Cape Town – What an incredible box to tick. What a brilliant time to do it.
Even if they subside in what remains of the 2018 Rugby Championship – though the tournament spoils remain just about alive for them – the Springboks under Rassie Erasmus have earned major psychological points for themselves ahead of the World Cup, now some 53 weeks away in Japan.
Expect the vast majority of the current squad, basking in virtual national-hero status after Saturday’s fabulous 36-34 toppling of global leaders New Zealand in one of their own dens, to also be involved in the Far East extravaganza.
In that context, chew on just how massive this achievement was mentally for them.
Only four of Saturday’s match-day 23 – Willie le Roux, Handre Pollard, Eben Etzebeth and Tendai Mtawarira – had previously tasted victory on South African soil (and three of them just once, 2014) against these foes.
And only “Beast” had done so in the Land of the Long White Cloud … until now, that is.
It is a truly tremendous feather to tuck into their caps, considering the collective youthfulness, for the most part, of this group and the fact that so few really significant honours have come their way to this point.
When South Africa last won in New Zealand, back in Hamilton in 2009 to clinch the former Tri-Nations, they were already loaded with hugely decorated individuals, many of whom had earned such laurels as World Cup triumph and victory in a British and Irish Lions series.
Into that category fell gnarly customers like Victor Matfield, Bakkies Botha, Schalk Burger, Fourie du Preez, Bryan Habana, Jaque Fourie and Frans Steyn.
So Saturday’s Wellington triumph, against huge odds, represented a humungous moment for Erasmus’s work-in-progress troops … not to mention a well-merited reprieve in public approval terms for the chief mastermind himself after a rocky little spell of results.
It required a murderous effort, punctuated for long periods by grim, energy-sapping defence, to get over the line in the “Cake Tin”; that can hardly be disputed.
There were some elements of fortune involved, too, though they say you make your own luck … and when you are playing this particular All Black team you’ll always need some if you are to eke out a win anyway.
Yet the heart-warming fact remains that these Boks showed that the long-time world champions can be beaten; that not every game against them has to be a mere “thanks for coming” for the opposition, whether it’s South Africa or anybody else among top-tier powers.
Has there ever been such a big swing (59 points!) from one particular Test match to the corresponding fixture a year later? Remember that 12 of the Bok 23 involved in Saturday’s seismic result had also been part of the record 57-0 humiliation for them in Albany; the latest outcome will have been so much sweeter because of that uncomfortable memory.
The All Blacks were missing front-five heavyweight Brodie Retallick and one or two others from this relative comeuppance for them, but bear in mind also that the Springboks will wish to reinfuse certain robust figures of their own like Duane Vermeulen when the World Cup pool meeting comes along at Yokohama on September 21 next year.

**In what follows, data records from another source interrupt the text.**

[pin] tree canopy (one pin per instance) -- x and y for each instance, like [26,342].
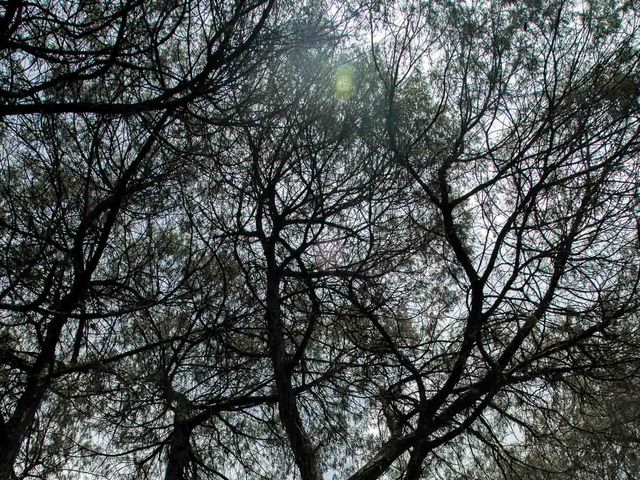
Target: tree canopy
[265,239]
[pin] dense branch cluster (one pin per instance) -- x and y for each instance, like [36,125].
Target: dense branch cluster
[279,239]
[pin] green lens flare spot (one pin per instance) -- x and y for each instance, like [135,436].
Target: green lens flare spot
[344,82]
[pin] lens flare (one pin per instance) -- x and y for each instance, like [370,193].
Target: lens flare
[344,82]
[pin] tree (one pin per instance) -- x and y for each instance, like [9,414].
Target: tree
[234,248]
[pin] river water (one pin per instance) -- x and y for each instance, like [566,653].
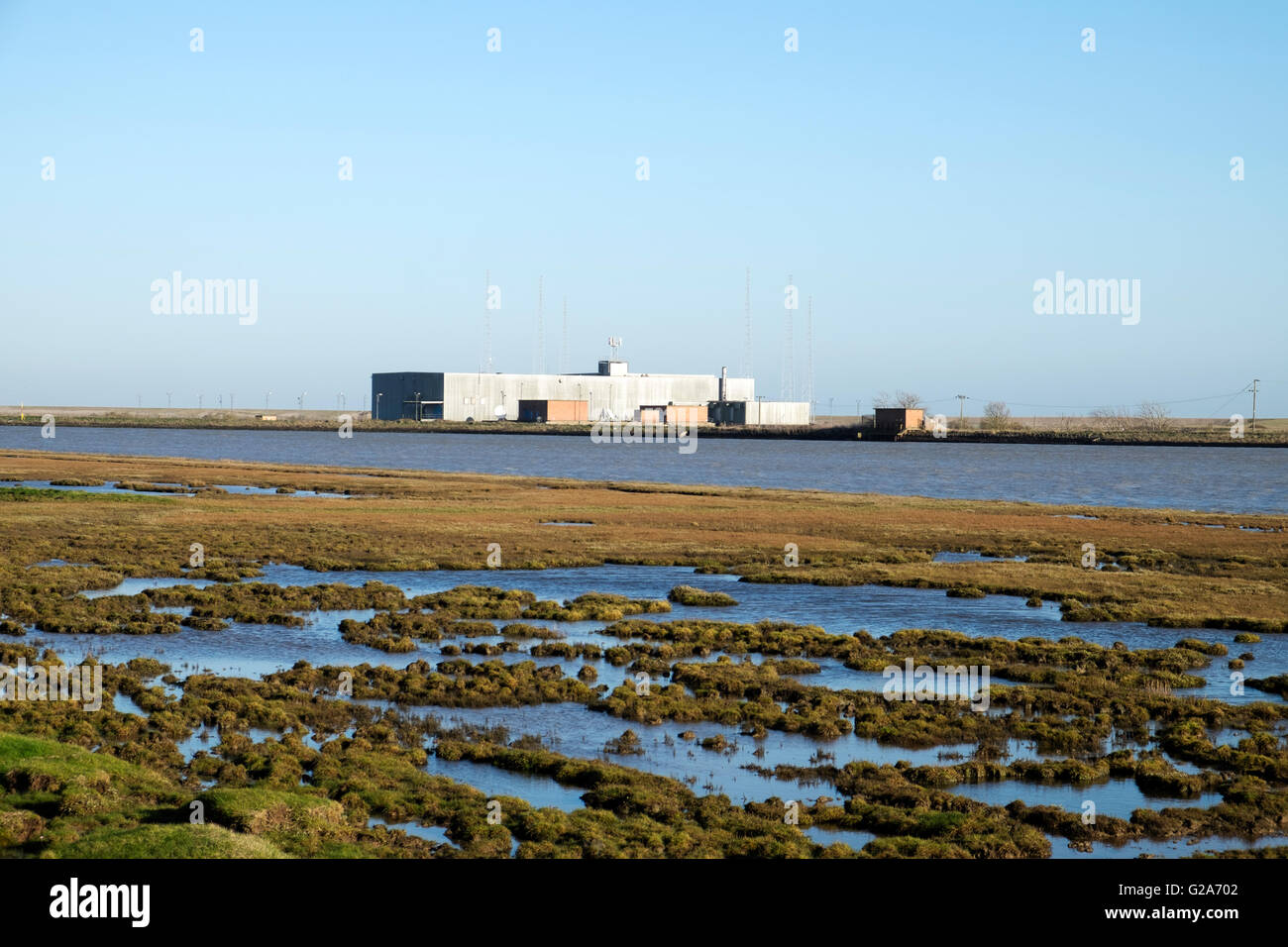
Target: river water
[1218,479]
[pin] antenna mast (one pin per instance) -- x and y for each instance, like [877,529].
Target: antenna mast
[563,351]
[541,329]
[487,324]
[787,392]
[809,356]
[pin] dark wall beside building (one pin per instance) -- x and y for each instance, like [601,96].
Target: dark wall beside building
[394,394]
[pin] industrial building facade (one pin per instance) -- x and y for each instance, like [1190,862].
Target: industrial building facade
[610,394]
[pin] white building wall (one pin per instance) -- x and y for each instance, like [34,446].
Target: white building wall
[473,394]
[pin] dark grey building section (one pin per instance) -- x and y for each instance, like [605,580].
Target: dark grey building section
[407,394]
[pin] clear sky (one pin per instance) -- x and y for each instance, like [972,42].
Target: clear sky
[816,163]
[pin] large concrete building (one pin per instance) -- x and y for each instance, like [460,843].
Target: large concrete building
[613,393]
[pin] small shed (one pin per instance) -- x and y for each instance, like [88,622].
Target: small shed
[553,411]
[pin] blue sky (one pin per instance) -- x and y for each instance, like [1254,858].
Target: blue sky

Suddenly that particular date – and the more general assault on the Webb Ellis Cup -- looks rather more like “Mission Possible” for the Boks, given the self-belief that will have surged into their veins after events in Wellington.
That feeling shouldn’t change too much, frankly, even if the All Blacks do strike back vengefully in a few weeks’ time, as remains highly feasible, to topple South Africa at Loftus at the tail-end of the current Championship on October 6.
Erasmus and his lieutenants will not be so daft as to believe they have suddenly found all the right tools or methods to halting New Zealand mastery of world rugby – far from it, in fact.
Just for one thing, they will be all too aware of the stamina-sapping qualities required to repel them (somehow) at Westpac Stadium, and know also that you simply won’t beat them often -- or even infrequently for that matter -- while so under the cosh both territorially and in possession terms.
This outcome was a bit of a bolt from the blue, when all is said and done.
But it also strips none of the sheer satisfaction, right through the ranks, of claiming such a juggernaut scalp “on the road” … and bearing in mind how dodgy the Boks’ away Test record had been in recent times.
Maybe the sky really is the limit now for Rassie’s NZ giant-slayers?